Consequences of a Conviction

There are two degrees of identity theft: first and second degree. The penalties for conviction of identity theft in the first degree, when the property that is obtained or is attempted to be obtained exceeds $1,000, can be up to 10 years in prison, a fine of up to twice the amount of the property obtained, or if there was any financial injury incurred by the victim, a $10,000 fine. Whichever is the greatest.

Second-degree identity theft is when the property has some value but does not exceed $1,000. The maximum penalty can be 180 days in jail if there is any value of property taken, financial injury, or if another person is falsely accused or arrested because someone else used their personal information to identify themselves as that person. In that situation, even if there is no financial injury, that person is still charged with identity theft.

Enhanced Penalties

There is an enhanced penalty for identity theft committed against someone who is 65 years old or older at the time of the offense. The fine can be increased by one-and-a-half times and the imprisonment term can be increased by one-and-a-half times.

If a person is convicted, they will have direct consequences from the court. Long after the penalties from the court expire, when an individual has a conviction for identity theft on their record, it can have a negative impact on that individual’s future attempts to secure employment and participation in certain programs.

Considering Plea Deals

In any criminal case, when the government’s evidence is very strong, the person charged might consider taking a plea deal depending on the individual circumstances of their case, their background, and the punishment the government seeks. If the government seeks particularly harsh penalties even through a plea deal, it might be completely understandable for a person charged to have no interest in accepting that harsh penalty.

When there is a strong case against the person, it may be in their best interest to try to negotiate the punishment or the negative ramifications because the government may have the incentive to do so.

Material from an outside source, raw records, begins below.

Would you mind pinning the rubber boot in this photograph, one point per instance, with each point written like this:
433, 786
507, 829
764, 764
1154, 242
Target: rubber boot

While the government has vast resources to prosecute cases, they do not have limitless resources. Any time they can reach a resolution in the case they are satisfied with, rather than going to the time and expense of a trial, they might be motivated to negotiate the punishment.

Contacting an Attorney

A person charged with penalties for identity theft in DC must be up front and honest with their attorney about what happened and what evidence there might be so the attorney can make an honest evaluation and assessment of the best strategy going forward.